1

I have a Redshift table column that contains 1 to many hashtags (e.g. #a, #b, etc.). I want to write a query that finds rows where all tags from a given set exist (e.g. #a and #b) while not picking up other rows that have some but not all of the tags (e.g. only #a or only #b).

I can see how to do this with multiple LIKE statements (e.g. LIKE '%#a %' AND LIKE '%#b%') but I would really like to do it with a single statement. I can see how to do this with SIMILAR TO but not in a way that ignores ordering. The following would work but only if I include all possible combinations of ordering.

SELECT * FROM table WHERE field SIMILAR TO '(%#a%)(%#b%)|(%#b%)(%#a%)'

This works but having to list all combinations of the tags I'm looking for would be a royal pain and prone to error. Is there a way to express 'AND' in SIMLAR TO (or another function) in Redshift that ignores order?

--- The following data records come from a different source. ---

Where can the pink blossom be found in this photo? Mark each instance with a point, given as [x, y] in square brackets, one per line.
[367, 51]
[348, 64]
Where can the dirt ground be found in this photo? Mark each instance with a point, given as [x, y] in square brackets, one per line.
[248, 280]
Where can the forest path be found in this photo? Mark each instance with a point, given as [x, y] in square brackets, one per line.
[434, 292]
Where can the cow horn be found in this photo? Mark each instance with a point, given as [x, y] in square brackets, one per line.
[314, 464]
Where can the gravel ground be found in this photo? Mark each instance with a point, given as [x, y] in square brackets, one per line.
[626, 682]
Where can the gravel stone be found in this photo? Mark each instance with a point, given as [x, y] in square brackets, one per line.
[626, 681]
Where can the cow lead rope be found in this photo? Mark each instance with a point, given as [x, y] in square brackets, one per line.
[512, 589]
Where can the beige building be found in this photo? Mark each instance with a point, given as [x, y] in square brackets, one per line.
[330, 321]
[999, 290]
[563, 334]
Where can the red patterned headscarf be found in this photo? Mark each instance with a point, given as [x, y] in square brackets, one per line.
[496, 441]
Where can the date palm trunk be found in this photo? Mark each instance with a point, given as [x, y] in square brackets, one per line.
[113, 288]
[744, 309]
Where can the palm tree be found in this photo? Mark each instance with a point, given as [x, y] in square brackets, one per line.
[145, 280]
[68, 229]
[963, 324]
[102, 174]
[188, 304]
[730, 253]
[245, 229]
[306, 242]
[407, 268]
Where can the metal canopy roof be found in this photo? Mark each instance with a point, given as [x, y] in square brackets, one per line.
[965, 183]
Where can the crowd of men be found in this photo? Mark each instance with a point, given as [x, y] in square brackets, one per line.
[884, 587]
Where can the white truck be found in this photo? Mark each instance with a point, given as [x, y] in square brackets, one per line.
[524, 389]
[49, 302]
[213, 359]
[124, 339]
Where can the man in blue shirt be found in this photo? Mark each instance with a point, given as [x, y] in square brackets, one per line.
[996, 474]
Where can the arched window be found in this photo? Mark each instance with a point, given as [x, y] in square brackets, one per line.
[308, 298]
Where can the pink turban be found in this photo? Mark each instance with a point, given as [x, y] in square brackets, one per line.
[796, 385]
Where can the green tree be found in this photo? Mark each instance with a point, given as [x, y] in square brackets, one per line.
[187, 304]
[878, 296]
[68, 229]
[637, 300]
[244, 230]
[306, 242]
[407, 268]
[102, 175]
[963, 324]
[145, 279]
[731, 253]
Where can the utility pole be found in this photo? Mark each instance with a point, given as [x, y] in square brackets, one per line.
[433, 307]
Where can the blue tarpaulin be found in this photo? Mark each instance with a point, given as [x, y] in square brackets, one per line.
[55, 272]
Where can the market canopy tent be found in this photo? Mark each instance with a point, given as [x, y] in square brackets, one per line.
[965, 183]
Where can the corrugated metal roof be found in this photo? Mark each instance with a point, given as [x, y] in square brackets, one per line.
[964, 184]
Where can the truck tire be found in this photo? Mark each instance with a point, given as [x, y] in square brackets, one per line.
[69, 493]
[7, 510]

  • Do note: `LIKE` may yield [better performance](https://dba.stackexchange.com/a/10696) than a regex call. And as RedShift uses a variant dialect of Postgres, heed the PGSQL guru @Erwin who advises: [Never user `SIMILAR TO`. It's pointless.](https://stackoverflow.com/a/12459689/1422451). – Parfait Aug 15 '19 at 14:07

2 Answers2

1

Make sure to capture the whole tag in any position and not match on incomplete tags:

SELECT *
FROM table
WHERE (field LIKE '#a#%' OR field LIKE '%#a') AND
      (field LIKE '#b#%' OR field LIKE '%#b')

This avoids matching data such as #ac#b

MonkeyZeus
  • 20,375
  • 4
  • 36
  • 77
0

Use AND and LIKE:

SELECT t.*
FROM table t
WHERE field LIKE '%#a%' AND
      field LIKE '%#b%';
Gordon Linoff
  • 1,242,037
  • 58
  • 646
  • 786